- Texte visé : Texte de la commission sur la proposition de loi, adoptée par le Sénat, après engagement de la procédure accélérée, visant à permettre aux salariés de certains établissements et services de travailler le 1er mai (n°1673)., n° 2335-A0
- Stade de lecture : 1ère lecture (2ème assemblée saisie)
- Examiné par : Assemblée nationale (séance publique)
Rédiger ainsi le titre :
« visant à permettre aux employeurs de faire travailler leurs salariés le 1er mai, en prétextant du respect du volontariat ».
Par cet amendement, le groupe parlementaire La France insoumise propose de renommer le présent texte comme suit : "Proposition de loi visant à permettre aux employeurs de faire travailler leurs salariés le 1er mai, en prétextant du respect du volontariat".
Nous faisons cette proposition car c'est de ça qu'il s'agit : attaquer le dernier jour chômé d'ordre public, pour permettre au patronat d'imposer le travail le 1er mai.
La condition de volontariat est hypocrite.
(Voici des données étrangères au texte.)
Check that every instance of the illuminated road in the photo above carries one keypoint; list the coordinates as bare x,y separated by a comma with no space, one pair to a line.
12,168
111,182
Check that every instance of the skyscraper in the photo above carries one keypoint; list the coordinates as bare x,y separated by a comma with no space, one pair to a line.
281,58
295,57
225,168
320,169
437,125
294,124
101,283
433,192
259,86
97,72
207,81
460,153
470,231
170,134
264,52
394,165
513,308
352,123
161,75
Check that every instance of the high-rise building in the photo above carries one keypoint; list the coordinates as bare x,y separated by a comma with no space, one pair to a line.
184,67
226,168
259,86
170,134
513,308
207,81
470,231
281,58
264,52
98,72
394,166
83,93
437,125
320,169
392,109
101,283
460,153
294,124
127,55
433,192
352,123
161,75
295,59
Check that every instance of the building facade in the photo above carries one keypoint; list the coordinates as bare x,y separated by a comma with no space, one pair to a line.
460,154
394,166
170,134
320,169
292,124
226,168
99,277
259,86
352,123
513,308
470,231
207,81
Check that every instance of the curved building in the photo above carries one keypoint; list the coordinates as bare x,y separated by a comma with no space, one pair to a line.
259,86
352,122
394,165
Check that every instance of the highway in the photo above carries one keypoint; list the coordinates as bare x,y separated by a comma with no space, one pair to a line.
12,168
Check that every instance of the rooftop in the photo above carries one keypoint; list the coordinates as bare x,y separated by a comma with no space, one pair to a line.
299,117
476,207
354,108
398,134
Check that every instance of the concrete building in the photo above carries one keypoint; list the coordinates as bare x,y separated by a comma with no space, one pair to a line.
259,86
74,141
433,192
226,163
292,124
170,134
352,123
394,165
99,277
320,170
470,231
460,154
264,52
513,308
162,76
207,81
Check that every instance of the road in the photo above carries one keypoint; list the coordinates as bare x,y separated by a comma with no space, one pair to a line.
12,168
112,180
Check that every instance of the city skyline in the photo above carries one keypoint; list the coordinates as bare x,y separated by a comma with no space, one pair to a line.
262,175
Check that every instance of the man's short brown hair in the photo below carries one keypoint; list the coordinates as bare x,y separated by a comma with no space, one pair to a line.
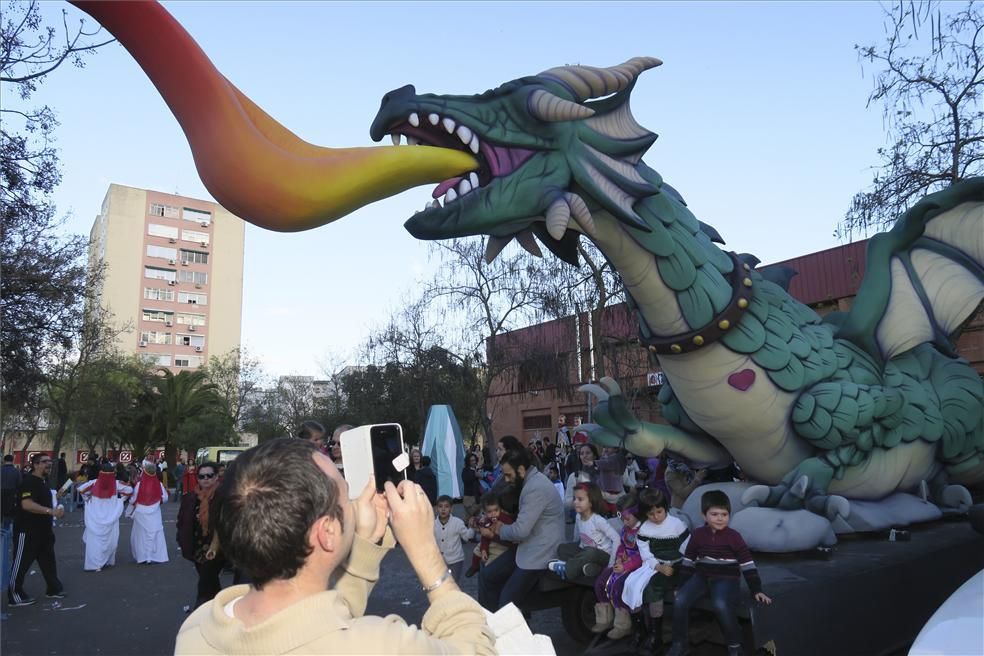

Il n'existe pas de volontariat dans la relation salariale, marquée par la subordination. Aucun salarié ne sera en position de refuser le travail le 1er mai si la pratique est généralisée, sauf à risquer d'être discriminé par son employeur, voire le harcèlement professionnel ou le licenciement.
L'illusion libérale d'une relation salariale qui équivaudrait à une relation commerciale, entre cocontractants placés sur un même pied d'égalité, ne peut être défendue qu'à la condition de faire preuve d'une grande naïveté ou d'une profonde inculture historique. Une telle abstraction ne résiste pas à l'étude d'un seul fait : les salariés ont besoin d'un salaire pour survivre, l'accès à ce salaire dépend de la seule volonté de l'employeur.
Les discriminations dans l'embauche et dans l'emploi sont déjà nombreuses. Personne ne peut croire qu'un Gouvernement autre qu'insoumis ne veillera à ce que les salariés refusant le travail le 1er mai, mais aussi un autre jour férié, ou le dimanche, ne sont pas discriminés.
L'autorisation du travail le 1er mai, y compris sur la base d'un prétendu volontariat, est créateur de risques nouveaux pour les salariés.
La modification du titre cette proposition de loi garantir la clarté du débat parlementaire et la sincérité du scrutin.
Pour toutes ces raisons, nous proposons de démasquer l'hypocrisie de la droite dite "républicaine" en adoptant un titre approprié pour ce texte, qui vise à "permettre aux employeurs de faire travailler leurs salariés le 1er mai, en prétextant du respect du volontariat".